Please can you explain the theory behind lost and found edges
Ally Demoray, US
An edge can disappear when a foreground object has the same value as the background, and can become sharper by strengthening the contrast between those two values. On an illustration we can play with different lighting scenarios and create parts with disappearing edges in the shadows or lights.
It’s always useful to vary your edges between soft and hard. This helps to direct the focus of your image, and makes it more interesting and painterly. You can define differences between forms with hard edges more clearly and you can create a resting point for your viewer by applying soft edges. The trick is to find a balance that supports the story.

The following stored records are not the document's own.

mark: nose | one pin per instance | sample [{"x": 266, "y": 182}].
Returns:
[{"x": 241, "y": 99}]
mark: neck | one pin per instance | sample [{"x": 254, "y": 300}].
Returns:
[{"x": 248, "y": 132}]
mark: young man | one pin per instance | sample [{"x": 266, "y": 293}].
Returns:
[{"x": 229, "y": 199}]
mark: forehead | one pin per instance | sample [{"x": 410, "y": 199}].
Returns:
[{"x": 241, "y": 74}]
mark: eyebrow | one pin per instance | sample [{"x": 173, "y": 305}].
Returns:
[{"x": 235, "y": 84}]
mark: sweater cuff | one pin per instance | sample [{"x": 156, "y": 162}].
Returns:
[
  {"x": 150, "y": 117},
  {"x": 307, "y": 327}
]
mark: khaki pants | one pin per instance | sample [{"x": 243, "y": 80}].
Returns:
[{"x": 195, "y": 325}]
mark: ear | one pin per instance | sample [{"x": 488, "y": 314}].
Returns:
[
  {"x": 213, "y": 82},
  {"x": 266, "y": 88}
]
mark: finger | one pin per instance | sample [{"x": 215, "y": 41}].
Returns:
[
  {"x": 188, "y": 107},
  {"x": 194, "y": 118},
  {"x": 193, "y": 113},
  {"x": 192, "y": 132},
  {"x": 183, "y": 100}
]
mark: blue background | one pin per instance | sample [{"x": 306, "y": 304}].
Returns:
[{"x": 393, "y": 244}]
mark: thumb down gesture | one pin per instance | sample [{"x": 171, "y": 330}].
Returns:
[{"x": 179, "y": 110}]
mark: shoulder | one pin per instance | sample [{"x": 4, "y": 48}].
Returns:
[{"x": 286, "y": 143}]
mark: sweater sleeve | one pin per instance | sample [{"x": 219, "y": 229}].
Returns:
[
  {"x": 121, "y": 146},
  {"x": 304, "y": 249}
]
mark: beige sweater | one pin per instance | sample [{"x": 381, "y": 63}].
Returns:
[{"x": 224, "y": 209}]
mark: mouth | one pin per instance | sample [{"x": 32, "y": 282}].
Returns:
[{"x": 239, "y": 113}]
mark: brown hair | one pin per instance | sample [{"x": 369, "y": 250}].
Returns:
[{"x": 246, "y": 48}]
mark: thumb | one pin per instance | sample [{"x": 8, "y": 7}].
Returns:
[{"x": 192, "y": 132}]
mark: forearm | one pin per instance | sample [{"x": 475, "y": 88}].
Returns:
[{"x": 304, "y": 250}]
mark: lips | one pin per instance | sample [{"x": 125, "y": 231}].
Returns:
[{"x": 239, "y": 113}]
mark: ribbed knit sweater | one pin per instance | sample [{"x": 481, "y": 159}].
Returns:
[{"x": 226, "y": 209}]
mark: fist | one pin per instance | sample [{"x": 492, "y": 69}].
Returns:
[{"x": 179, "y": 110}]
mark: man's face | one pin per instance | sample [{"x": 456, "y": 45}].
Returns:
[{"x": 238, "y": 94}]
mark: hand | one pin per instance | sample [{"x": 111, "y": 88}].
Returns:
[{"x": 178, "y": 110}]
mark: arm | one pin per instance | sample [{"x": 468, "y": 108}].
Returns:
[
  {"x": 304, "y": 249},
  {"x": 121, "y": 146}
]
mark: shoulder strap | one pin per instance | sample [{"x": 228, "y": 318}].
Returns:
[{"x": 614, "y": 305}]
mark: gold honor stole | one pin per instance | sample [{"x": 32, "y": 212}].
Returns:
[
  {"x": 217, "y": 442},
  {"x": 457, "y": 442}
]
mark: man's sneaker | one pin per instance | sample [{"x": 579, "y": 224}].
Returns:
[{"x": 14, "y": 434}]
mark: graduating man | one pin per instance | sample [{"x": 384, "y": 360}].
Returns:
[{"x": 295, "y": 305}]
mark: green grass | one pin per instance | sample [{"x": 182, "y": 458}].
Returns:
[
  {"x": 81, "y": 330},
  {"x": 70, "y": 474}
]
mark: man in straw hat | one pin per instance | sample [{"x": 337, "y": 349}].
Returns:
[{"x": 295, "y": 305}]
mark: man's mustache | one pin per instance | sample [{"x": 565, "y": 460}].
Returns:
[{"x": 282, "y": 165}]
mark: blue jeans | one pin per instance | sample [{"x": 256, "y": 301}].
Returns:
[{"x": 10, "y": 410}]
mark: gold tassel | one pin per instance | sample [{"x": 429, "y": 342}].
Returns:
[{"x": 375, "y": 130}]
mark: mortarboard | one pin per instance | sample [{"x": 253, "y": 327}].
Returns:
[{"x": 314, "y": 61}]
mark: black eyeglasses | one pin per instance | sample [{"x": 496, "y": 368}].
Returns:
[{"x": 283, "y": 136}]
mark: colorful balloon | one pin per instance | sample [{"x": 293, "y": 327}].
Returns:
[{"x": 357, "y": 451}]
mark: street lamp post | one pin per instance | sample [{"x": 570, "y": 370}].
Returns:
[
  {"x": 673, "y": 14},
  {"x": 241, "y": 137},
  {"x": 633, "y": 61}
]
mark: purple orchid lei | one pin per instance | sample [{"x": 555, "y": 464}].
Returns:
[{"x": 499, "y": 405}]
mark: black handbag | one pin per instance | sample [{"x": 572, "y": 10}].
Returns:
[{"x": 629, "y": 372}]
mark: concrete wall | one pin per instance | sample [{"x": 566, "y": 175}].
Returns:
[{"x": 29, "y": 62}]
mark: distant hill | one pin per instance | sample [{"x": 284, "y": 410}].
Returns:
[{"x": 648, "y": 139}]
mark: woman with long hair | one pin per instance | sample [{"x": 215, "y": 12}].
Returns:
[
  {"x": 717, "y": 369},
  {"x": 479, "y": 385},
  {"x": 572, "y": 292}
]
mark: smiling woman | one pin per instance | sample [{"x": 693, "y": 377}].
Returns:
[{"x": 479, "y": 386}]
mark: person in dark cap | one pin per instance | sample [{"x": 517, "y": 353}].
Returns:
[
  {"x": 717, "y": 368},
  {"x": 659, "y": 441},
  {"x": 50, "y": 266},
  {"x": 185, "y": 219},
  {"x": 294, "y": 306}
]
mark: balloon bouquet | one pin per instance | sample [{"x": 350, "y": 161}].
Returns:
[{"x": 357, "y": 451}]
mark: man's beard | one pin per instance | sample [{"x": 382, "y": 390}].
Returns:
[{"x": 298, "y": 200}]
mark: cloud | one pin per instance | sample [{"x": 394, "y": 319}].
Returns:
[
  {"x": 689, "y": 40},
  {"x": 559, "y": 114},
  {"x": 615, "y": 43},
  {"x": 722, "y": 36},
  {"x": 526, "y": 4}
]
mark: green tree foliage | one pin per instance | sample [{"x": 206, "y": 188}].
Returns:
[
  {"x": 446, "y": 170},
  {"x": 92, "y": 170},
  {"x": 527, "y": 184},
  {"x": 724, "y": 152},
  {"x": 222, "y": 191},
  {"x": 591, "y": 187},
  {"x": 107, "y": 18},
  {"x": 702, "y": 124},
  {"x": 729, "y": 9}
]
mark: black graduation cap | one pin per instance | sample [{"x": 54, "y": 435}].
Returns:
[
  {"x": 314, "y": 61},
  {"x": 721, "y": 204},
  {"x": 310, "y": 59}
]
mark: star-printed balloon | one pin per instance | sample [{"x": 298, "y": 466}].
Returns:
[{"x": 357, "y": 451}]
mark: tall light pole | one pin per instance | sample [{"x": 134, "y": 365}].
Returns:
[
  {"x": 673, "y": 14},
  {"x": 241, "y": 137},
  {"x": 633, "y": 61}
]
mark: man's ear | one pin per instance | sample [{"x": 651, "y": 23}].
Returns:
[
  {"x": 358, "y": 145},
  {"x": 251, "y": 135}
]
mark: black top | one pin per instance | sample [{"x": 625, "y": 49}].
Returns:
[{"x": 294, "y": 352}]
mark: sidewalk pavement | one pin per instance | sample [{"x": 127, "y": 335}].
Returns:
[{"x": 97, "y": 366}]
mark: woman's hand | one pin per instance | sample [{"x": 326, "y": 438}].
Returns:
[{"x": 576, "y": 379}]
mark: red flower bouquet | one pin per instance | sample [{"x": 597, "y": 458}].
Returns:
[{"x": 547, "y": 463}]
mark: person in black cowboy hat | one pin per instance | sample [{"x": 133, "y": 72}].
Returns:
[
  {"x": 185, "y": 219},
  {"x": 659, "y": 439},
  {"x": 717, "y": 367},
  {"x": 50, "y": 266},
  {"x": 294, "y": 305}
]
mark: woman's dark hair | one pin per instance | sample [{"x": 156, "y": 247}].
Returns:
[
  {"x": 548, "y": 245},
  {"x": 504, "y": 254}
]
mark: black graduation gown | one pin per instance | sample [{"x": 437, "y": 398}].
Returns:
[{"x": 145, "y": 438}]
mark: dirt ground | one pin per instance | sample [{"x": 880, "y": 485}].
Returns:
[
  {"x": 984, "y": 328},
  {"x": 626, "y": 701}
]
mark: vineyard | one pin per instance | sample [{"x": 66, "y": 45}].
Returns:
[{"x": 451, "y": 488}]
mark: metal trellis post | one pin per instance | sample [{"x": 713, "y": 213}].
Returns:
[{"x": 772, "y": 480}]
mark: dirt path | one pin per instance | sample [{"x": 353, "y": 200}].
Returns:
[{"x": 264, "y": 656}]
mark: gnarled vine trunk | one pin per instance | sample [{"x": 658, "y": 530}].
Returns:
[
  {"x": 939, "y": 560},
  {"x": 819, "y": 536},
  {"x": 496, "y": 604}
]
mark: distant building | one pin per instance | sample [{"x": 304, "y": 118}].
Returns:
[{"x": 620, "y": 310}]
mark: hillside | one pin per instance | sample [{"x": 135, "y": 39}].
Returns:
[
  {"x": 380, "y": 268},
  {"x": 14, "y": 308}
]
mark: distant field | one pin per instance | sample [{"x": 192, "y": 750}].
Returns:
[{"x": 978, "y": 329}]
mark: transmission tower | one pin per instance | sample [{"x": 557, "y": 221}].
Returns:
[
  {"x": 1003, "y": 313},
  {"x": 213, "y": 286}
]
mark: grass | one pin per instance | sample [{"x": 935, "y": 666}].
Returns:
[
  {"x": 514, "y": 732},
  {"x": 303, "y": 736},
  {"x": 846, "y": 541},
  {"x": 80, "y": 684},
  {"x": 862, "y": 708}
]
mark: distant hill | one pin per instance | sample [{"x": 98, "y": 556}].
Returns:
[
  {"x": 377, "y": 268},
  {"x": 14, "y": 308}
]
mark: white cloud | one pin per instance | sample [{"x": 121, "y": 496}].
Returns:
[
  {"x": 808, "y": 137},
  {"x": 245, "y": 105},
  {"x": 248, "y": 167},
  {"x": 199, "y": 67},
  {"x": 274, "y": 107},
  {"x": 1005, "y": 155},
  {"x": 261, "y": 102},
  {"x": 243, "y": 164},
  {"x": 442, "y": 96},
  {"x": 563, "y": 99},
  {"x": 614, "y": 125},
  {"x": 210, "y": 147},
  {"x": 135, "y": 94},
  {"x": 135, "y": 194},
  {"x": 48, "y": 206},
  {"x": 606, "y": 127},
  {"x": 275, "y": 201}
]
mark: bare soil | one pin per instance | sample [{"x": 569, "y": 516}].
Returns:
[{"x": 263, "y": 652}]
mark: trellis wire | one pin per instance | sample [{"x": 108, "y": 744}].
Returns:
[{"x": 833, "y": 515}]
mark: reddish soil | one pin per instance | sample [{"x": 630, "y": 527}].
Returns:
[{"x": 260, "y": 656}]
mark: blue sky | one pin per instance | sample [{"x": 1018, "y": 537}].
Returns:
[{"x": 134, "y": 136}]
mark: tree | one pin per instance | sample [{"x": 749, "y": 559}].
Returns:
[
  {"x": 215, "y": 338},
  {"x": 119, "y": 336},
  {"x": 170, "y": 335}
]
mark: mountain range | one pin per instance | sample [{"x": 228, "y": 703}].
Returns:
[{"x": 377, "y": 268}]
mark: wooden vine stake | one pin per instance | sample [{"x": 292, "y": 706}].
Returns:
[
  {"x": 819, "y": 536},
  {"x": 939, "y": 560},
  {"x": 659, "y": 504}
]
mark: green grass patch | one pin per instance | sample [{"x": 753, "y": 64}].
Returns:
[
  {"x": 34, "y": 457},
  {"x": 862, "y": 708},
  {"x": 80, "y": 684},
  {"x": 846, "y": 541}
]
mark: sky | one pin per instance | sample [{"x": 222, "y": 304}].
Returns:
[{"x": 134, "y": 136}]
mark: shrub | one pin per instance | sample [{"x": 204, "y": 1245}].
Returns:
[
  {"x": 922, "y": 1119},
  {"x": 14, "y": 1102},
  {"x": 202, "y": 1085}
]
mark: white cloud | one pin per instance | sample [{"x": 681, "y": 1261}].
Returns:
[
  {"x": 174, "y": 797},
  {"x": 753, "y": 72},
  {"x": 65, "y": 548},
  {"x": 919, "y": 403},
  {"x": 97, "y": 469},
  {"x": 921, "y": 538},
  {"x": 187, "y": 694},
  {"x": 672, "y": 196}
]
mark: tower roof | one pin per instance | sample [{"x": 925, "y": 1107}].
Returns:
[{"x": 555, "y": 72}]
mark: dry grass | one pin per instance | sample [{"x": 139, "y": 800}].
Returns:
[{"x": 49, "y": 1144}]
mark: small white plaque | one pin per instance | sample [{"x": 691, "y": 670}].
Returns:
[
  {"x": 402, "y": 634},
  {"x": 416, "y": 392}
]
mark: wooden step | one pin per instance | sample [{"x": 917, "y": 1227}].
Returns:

Sometimes it’s enough to paint only a small part of an edge and leave the rest to dissolve into the background. The most important thing is to describe the dynamics and direction of the edge, but we can leave the rest to the viewer’s imagination.
The face or the cape of this character is a great example for this. Because I’ve already painted one side of the character’s face, it’s fine to leave the other half fully in the shadows – the viewer’s imagination fills in the missing details. The same thing happens with the cape on the right side. It’s not necessary to depict its silhouette all the way. Instead, painting the bottom edge and hinting at the shoulder part is enough to describe the whole form.
I want to show a bounty hunter blending into the shadows, so applying lost edges around the character is a great choice to strengthen his personality visually.